Question

For this problem, assume the box contains 4 red balls, 5 white balls, and 7 blue balls, and that we choose two balls at random from the box. What is the probability of neither being red given that neither is white_________

Answer 1

Answer:  The required probability is $\dfrac{7}{11}.$

Step-by-step explanation:  Given that a box contains 4 red balls, 5 white balls, and 7 blue balls and we choose two balls at random from the box.

We are to find the probability that neither being red given that neither is white.

Let A and B denote the events that neither of the two balls are red and neither of he two balls are white.
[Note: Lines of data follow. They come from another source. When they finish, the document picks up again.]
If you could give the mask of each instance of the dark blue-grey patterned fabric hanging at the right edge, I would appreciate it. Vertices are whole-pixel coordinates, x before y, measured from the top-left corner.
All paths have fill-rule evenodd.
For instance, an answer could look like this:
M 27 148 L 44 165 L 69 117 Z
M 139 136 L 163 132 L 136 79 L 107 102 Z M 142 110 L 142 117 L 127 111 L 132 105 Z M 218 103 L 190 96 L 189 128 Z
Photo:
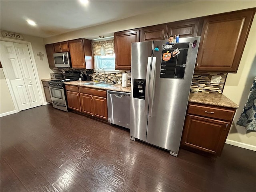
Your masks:
M 250 89 L 244 111 L 236 124 L 245 127 L 247 130 L 256 131 L 256 77 Z

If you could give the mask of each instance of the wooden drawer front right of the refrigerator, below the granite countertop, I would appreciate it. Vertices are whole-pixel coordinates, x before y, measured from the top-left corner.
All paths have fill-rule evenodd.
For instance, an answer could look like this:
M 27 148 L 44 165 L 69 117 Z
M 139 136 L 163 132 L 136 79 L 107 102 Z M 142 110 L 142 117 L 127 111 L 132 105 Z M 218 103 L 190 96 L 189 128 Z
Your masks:
M 195 114 L 227 121 L 232 121 L 235 111 L 236 110 L 232 108 L 225 109 L 210 106 L 199 106 L 196 104 L 189 104 L 188 106 L 188 114 Z

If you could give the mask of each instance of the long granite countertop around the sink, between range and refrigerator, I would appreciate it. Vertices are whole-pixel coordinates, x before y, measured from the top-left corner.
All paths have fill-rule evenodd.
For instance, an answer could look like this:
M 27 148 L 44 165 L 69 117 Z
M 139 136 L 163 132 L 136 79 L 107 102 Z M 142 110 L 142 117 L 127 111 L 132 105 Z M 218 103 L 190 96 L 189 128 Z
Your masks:
M 126 93 L 131 92 L 131 86 L 122 87 L 122 84 L 113 84 L 112 86 L 108 86 L 108 87 L 85 85 L 85 83 L 89 83 L 89 82 L 92 82 L 92 81 L 70 81 L 70 82 L 64 82 L 64 84 L 89 87 L 89 88 L 97 88 L 97 89 L 103 89 L 103 90 L 120 91 L 120 92 L 126 92 Z

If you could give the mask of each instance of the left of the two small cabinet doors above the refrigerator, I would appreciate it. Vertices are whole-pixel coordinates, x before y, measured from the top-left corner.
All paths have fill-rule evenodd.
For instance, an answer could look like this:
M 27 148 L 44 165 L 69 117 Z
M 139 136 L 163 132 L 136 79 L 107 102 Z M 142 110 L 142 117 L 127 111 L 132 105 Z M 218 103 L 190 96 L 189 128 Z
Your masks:
M 167 25 L 156 25 L 141 29 L 140 41 L 153 41 L 166 39 Z

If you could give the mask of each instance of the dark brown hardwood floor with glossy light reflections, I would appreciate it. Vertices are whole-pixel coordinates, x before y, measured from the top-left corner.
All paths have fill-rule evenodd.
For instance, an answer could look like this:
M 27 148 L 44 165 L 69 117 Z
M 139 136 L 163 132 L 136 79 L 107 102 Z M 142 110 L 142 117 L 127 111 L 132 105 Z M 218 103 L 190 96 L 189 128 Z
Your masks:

Then, the probabilities of events A and B are given by

$P(A)=\dfrac{5+7}{4+5+7}=\dfrac{12}{16},\\\\\\P(B)=\dfrac{4+7}{4+5+7}=\dfrac{11}{16}.$

The probability that neither of the two balls are red or white is

$P(A\cap B)=\dfrac{7}{4+5+7}=\dfrac{7}{16}.$

Therefore, the probability that neither being red given that neither is white is given by

$P(A/B)=\dfrac{P(A\cap B)}{P(B)}=\dfrac{\frac{7}{16}}{\frac{11}{16}}=\dfrac{7}{11}.$

Thus, the required probability is $\dfrac{7}{11}.$